The behaviour in question was the vote of no confidence in Corbyn after his “present but not involved” performance in the EU referendum, and the leadership challenge after he refused to step down. This context is one of the many reasons Corbynites might want to beware of invoking counter-factual history and ‘what-ifs’…

But what’s key to notice here is the emergence of what Professor David Hirsh describes as a “stab in the back myth”, a consoling lie that says all the Corbyn Left’s problems are the fault of covert enemies within and without. If the analogy seems extreme, turn to Corbynite MPs Jon Trickett and Ian Lavery, writing about the leaked report for the revived Tribune (and republished by its owners at Jacobin).

Labour staffers, they write, “acted in a conspiratorial manner”, adding that this alleged conspiracy involved “setting up a shadow operation to protect their chosen sons and daughters” – the sons and daughters an apparent reference to non-Corbynite MPs. The use of “chosen” here seems a tad thoughtless in view of the circumstances, though it’s in keeping with the general thrust of their argument. (It’s depressing, too, that these claims appeared in the magazine that once published George Orwell.)

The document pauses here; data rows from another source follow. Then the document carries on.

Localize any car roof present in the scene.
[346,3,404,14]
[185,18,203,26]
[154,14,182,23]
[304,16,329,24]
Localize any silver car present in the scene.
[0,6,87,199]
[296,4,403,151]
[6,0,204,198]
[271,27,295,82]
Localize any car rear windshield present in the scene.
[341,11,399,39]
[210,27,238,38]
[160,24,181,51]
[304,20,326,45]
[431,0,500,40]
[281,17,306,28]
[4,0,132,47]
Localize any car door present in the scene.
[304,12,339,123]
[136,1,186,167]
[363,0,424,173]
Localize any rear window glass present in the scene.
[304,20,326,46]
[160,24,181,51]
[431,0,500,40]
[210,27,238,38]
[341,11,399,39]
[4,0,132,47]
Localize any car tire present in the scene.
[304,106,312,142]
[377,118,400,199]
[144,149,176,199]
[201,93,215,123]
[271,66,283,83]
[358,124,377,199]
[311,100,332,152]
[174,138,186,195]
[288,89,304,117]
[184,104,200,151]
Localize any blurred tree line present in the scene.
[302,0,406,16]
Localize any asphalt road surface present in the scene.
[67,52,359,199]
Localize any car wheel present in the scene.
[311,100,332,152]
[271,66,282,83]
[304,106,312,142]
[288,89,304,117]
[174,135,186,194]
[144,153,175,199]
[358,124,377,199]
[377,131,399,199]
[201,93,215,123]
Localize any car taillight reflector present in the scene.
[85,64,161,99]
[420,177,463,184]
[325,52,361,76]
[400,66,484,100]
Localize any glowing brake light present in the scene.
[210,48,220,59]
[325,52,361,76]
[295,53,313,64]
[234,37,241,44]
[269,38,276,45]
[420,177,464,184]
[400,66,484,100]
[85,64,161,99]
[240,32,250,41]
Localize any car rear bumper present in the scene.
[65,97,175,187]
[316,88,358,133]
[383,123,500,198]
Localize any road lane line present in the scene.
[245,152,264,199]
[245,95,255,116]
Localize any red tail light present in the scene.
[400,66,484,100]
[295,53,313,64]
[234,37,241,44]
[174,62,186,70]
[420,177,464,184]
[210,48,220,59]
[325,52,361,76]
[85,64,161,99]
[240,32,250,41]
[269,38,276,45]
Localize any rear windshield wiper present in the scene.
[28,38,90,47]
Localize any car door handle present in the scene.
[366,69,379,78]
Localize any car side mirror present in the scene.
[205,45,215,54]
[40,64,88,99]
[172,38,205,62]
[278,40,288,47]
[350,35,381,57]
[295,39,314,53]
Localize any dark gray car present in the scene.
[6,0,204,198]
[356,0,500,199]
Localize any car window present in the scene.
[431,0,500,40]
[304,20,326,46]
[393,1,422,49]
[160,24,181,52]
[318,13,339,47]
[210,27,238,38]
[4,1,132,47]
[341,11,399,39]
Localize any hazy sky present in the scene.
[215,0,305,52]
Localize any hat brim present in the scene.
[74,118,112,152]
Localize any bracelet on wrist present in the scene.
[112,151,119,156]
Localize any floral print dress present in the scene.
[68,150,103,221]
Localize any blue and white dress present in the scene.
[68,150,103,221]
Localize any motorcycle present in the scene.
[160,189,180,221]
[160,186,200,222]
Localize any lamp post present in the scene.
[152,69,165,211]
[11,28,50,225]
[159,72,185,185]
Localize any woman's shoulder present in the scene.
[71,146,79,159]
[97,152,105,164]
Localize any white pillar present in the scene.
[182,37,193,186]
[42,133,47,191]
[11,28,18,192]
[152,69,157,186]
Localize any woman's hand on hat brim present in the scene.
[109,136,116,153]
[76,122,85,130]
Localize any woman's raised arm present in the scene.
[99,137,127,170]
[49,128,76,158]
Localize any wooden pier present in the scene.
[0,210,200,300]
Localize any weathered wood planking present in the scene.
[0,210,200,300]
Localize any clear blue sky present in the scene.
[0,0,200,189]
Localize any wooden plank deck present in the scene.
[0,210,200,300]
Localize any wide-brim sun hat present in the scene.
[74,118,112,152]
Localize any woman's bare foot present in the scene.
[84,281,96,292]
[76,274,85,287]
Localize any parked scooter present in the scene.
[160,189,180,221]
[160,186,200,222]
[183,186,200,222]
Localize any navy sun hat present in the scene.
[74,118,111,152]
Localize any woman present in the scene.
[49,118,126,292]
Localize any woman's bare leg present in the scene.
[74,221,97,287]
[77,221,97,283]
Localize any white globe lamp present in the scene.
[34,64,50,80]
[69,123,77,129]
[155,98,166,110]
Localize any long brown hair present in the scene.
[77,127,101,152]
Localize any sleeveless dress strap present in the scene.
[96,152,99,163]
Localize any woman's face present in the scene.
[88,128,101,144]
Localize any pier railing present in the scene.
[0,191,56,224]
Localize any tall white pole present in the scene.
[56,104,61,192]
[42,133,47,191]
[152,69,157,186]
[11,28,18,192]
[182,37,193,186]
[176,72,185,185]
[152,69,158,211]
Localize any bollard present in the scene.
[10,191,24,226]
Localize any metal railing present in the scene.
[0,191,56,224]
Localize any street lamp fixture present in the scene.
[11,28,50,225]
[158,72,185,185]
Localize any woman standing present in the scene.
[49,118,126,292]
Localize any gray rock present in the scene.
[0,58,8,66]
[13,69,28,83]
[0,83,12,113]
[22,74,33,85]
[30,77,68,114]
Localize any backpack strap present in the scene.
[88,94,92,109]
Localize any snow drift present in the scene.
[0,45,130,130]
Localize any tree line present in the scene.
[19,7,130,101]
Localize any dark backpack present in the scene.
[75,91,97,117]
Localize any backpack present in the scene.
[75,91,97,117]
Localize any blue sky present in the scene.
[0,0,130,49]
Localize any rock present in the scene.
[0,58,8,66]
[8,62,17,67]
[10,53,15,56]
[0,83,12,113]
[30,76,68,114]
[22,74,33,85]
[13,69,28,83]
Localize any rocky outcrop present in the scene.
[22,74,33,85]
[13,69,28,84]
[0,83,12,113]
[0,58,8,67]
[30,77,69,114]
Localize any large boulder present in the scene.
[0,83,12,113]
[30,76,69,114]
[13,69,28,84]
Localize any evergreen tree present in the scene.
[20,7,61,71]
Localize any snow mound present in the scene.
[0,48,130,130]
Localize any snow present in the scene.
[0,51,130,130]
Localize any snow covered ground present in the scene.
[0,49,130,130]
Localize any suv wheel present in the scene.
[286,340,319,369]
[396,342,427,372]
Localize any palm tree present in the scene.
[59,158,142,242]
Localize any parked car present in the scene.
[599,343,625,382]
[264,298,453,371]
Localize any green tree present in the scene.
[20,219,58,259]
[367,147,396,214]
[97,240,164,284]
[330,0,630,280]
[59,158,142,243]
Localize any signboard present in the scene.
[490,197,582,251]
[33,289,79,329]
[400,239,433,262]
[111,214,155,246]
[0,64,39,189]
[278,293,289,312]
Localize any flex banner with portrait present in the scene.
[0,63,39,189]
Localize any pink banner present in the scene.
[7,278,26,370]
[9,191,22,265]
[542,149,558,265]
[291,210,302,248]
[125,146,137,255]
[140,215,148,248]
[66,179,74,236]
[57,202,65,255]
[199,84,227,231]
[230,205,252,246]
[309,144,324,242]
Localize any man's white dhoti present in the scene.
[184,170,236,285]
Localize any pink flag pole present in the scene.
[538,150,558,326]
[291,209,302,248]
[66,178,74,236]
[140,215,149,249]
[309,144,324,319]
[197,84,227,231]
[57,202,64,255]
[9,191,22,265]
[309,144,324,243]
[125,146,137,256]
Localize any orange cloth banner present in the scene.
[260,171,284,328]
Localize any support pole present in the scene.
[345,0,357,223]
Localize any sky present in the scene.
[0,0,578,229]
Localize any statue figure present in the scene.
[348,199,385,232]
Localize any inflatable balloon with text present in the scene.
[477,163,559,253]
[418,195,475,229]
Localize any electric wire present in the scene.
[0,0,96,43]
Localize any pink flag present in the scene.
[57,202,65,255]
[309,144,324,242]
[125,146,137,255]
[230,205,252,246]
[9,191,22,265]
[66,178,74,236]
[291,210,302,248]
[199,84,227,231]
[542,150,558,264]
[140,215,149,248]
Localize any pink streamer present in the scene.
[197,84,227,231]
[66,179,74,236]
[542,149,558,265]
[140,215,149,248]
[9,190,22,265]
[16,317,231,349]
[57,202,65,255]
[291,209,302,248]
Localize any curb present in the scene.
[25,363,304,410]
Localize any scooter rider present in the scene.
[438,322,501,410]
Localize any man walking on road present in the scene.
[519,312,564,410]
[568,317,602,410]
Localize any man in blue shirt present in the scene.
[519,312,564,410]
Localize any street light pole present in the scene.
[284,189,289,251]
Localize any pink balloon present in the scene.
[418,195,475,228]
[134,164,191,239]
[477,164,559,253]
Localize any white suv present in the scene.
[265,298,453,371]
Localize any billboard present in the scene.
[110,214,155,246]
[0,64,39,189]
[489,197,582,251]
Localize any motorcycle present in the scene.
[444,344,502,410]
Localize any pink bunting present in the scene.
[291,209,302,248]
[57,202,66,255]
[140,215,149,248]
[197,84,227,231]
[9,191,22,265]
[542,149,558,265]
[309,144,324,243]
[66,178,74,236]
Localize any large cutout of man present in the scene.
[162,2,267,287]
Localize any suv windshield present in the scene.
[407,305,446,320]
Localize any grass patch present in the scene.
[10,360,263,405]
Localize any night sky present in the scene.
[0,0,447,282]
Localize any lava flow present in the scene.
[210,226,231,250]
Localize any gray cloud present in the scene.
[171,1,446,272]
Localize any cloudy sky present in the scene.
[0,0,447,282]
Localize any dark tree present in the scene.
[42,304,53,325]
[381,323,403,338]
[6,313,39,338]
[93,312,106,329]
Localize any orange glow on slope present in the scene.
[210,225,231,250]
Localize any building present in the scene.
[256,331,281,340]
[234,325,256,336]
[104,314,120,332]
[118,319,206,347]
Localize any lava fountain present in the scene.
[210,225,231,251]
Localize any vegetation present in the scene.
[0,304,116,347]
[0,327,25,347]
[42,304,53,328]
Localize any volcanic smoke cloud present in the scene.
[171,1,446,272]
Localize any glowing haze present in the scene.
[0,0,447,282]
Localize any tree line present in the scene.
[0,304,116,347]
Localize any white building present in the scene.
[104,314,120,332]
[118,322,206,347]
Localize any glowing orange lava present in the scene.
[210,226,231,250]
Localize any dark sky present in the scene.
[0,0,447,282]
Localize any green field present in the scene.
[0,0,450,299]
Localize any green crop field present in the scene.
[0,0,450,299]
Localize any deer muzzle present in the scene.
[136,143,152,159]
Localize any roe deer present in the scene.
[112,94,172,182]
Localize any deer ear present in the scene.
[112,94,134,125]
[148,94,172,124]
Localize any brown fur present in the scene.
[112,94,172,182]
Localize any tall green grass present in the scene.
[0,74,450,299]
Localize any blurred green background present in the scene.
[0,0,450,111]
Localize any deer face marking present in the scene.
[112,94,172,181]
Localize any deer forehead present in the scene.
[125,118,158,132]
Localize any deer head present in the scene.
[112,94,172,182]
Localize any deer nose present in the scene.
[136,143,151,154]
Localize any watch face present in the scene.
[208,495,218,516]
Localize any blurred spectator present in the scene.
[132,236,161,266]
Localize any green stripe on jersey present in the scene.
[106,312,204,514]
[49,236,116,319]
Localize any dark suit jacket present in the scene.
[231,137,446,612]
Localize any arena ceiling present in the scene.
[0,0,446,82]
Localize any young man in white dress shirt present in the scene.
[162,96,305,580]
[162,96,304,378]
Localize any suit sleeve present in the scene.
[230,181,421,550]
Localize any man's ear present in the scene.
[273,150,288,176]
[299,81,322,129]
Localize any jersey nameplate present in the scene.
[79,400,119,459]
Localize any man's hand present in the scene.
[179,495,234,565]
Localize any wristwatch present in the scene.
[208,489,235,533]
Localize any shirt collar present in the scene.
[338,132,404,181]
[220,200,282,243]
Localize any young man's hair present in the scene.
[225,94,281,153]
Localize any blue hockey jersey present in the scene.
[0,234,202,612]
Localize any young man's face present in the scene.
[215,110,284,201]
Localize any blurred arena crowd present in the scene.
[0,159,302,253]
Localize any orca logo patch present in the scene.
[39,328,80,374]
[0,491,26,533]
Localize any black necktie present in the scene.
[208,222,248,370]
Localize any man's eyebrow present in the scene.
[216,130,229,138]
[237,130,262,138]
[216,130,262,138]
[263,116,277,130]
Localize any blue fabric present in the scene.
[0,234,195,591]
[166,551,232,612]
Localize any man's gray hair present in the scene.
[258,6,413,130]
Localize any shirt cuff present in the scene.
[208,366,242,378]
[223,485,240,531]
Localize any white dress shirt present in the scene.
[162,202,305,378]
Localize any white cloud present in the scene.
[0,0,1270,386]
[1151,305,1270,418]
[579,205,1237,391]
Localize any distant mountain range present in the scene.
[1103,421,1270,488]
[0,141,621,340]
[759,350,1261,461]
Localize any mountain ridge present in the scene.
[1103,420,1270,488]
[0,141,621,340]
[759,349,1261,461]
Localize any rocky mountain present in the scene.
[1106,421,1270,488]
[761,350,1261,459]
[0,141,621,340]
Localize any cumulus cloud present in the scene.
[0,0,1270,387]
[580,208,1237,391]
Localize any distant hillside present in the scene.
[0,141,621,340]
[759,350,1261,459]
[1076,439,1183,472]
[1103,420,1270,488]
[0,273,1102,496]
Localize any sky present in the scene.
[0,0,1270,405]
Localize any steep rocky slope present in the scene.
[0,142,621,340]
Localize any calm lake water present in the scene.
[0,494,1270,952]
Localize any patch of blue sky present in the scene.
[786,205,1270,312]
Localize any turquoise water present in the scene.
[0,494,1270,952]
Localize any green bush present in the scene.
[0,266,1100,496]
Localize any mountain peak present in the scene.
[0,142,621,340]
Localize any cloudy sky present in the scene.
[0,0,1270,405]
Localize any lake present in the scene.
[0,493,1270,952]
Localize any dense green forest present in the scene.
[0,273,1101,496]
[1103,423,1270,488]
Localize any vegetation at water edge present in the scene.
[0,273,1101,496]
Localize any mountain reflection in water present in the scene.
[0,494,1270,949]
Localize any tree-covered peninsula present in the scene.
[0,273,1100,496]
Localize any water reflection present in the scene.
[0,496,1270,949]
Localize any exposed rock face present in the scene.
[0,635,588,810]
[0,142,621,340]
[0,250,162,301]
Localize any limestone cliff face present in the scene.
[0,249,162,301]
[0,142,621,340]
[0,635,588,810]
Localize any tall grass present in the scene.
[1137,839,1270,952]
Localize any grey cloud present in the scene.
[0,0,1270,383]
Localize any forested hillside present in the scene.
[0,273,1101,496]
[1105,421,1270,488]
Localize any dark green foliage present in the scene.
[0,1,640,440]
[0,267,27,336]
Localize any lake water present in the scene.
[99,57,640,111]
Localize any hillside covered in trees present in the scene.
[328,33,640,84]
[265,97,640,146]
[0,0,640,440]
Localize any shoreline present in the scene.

Though it’s touching to see Corbyn and McDonnell revert so quickly to their true form – spreading conspiracy theories to a dwindling audience, the David Ickes of frontline politics – this sinister nonsense is exactly what you don’t want being injected into an already ailing political culture. The clear aim is to make Corbynism’s most blatant failures disappear, thrown on to some low-level staffers who can be cast into the desert, leaving the faithful washed clean.

Like Nostradamus freaks who, having wrongly proclaimed the end of the world, dust themselves off for the next prediction, the Corbynites clearly don’t see defeat as any cause for doubt or self-criticism. Far from “a period of reflection” (remember that?), let alone any shame over what they have done, the Corbynites plan to carry on as if nothing much has happened. This despite their amazing election propaganda and moral blackmail about how declining to vote to make Corbyn PM was to enjoin mass death, the selling of the NHS to Donald Trump, and the destruction of the planet. (In the event, the one horseman they didn’t predict – pestilence – is the one that came calling!)

This is why Keir Starmer’s dream of a “broad church” Labour movement may be disturbed by crashing reality. Politics isn’t a wrangle between reasonable lawyers and judges, or an appeal to the good sense of an open-minded jury. It involves real conflicts of interest and ideology, is often pursued by actors of bad faith, and requires knowing an enemy when you see one.